Do alto de seus 80 anos, dona Maria Teixeira conserva no sorriso tímido a alegria e o senso de humor ao relembrar junto ao neto Lucinei os divertidos causos da mocidade. Filha do seu Arvilino e da dona Cândida – ou Cãida (em memória), cresceu em Ibiraquera em um tempo que na rua só passava carro de boi e aranha (charrete de quatro lugares) e a luz vinha do fogo nas latas de querosene. “Mas era um tempo muito bom”, recorda. A família vivia da pesca e da roça de mandioca. Para vender o peixe e o camarão, dona Maria ia de aranha puxada pelo cavalo até o centro de Imbituba, nas portas da antiga cerâmica às 11h, quando os funcionários saíam do trabalho. “O dinheiro tinha mais valor”, conta.

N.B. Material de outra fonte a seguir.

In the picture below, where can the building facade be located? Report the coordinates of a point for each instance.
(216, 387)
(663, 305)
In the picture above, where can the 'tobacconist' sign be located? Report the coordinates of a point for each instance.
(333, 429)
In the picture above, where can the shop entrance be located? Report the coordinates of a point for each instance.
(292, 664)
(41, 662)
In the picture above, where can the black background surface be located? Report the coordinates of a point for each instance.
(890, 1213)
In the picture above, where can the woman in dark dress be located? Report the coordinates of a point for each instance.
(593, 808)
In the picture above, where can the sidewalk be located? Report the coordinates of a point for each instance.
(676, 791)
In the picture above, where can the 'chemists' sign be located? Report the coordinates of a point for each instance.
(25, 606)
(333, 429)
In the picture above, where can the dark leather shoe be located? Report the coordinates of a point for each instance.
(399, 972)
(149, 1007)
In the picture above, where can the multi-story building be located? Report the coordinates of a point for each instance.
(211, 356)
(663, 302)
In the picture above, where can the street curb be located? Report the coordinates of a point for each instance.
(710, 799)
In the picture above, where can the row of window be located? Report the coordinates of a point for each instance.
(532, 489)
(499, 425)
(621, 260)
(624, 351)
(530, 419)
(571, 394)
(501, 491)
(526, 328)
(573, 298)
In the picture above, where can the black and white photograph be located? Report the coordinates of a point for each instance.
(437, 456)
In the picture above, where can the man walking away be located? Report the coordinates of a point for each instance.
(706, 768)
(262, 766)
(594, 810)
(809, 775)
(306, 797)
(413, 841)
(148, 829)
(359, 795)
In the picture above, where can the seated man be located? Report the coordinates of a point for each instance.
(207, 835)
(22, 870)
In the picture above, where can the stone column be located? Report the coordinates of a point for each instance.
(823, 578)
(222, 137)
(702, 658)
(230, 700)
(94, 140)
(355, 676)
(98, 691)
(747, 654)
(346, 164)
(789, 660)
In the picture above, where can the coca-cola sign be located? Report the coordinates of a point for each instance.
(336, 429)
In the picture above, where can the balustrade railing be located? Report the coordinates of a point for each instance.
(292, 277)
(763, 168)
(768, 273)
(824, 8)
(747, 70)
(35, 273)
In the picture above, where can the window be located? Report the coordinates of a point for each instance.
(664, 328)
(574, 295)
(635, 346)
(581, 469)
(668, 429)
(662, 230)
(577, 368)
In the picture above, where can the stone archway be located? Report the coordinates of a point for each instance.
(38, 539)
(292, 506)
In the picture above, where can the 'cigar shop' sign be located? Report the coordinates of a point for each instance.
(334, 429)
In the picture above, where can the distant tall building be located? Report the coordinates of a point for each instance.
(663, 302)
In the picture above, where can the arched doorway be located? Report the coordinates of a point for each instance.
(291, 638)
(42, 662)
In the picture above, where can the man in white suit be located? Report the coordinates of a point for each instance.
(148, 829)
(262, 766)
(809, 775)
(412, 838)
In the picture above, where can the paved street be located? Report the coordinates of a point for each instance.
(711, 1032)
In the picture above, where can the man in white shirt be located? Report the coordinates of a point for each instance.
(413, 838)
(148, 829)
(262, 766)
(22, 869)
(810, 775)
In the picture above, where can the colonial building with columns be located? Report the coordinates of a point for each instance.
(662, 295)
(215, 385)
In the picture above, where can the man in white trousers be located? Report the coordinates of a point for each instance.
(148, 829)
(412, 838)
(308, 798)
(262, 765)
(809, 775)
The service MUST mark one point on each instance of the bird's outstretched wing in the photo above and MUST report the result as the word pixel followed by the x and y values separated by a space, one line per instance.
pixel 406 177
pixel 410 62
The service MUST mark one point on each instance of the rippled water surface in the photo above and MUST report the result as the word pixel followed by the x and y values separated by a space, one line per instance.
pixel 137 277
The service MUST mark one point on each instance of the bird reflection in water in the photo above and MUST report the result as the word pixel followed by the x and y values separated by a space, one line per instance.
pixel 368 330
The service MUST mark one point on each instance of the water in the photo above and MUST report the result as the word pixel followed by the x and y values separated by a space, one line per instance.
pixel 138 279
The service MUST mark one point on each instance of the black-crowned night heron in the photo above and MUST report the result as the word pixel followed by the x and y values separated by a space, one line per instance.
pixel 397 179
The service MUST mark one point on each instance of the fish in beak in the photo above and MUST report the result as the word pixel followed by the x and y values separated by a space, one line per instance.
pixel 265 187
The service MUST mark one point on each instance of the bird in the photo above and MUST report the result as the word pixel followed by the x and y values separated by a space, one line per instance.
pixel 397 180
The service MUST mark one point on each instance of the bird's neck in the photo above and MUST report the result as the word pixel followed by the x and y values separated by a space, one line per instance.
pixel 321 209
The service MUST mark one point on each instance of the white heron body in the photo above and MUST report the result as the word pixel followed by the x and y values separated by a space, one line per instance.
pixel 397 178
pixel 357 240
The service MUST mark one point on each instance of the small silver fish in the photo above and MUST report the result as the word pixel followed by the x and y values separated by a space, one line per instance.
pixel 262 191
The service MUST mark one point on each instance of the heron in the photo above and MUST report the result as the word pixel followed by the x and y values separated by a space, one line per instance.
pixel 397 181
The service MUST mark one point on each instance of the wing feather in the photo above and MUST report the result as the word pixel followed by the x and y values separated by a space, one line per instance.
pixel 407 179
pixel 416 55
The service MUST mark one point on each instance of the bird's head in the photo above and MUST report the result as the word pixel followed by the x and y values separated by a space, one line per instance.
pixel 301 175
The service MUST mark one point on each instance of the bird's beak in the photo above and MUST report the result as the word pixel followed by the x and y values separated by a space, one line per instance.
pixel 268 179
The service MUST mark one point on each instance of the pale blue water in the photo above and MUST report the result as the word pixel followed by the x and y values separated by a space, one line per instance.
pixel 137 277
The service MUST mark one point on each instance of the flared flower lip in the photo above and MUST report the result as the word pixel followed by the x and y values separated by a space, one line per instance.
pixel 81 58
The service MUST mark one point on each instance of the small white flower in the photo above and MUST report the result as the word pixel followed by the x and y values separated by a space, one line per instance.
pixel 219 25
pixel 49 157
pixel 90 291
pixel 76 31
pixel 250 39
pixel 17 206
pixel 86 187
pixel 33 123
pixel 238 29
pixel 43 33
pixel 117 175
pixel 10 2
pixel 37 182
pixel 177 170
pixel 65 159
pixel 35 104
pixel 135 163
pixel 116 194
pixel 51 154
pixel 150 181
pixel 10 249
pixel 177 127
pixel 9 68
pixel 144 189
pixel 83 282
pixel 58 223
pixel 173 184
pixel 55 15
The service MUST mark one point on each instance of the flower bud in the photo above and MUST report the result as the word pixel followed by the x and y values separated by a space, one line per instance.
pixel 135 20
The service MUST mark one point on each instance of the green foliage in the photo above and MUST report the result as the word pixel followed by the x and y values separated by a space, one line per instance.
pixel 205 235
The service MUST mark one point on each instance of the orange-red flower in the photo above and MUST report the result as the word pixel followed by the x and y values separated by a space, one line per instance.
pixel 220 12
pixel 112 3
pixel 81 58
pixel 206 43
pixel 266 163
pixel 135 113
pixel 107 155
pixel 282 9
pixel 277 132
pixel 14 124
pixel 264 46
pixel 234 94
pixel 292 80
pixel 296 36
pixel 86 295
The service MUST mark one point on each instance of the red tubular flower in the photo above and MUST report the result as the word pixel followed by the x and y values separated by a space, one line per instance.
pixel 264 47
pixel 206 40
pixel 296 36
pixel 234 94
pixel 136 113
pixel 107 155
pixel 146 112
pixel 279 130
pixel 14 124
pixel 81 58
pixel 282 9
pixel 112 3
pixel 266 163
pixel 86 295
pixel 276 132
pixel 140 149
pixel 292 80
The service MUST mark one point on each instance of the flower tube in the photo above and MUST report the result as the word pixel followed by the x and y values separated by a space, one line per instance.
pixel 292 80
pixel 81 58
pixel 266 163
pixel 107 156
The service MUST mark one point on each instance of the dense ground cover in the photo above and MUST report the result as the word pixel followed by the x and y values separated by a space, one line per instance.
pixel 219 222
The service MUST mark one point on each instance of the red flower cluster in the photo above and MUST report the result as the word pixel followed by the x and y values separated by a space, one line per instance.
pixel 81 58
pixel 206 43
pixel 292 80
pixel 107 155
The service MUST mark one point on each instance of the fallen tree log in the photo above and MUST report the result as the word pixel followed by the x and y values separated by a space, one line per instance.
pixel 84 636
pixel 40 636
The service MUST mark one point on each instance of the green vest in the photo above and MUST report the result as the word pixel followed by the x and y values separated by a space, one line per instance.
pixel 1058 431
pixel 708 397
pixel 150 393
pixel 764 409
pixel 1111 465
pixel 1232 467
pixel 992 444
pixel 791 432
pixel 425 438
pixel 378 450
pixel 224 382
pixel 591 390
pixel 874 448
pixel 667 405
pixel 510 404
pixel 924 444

Dona Maria tinha nas mãos a destreza de fazer linha de Tucum, desfiando a fibra da folha da palmeira tal e qual os índios dessa região ensinaram. O trabalho não era nada fácil: primeiro tinha que desfiar a folha madura, tirando um cabelinho fino da planta. Levava uma semana para encher um balaio – entre causos e adivinhações – e no fim da empreitada, os dedos ficavam verdes como a própria planta. Dali, ia torcendo os fios para deixar num só, mais resistente. “Aí já ia mais de mês”, lembra. Por último, o novelo ia sendo aos poucos passado para a roda de madeira com a ajuda do fuso, emendando os fios uns nos outros e criando o novelo de tucum que faria tarrafas e redes para trazer o sustento da família. Os chumbos eram costurados com areão. Depois de pronta a tarrafa, era aconselhado lavá-la na tintura de aroeira para que ficasse mais resistente, durando uns 4 ou 5 anos de uso. 

Verso e rima

Durante todo o processo, dona Maria ia cantando e dizendo versos que aprendeu com sua mãe. Não lê e não escreve, mas conserva na memória e na ponta da língua o conhecimento oral passado de geração em geração. 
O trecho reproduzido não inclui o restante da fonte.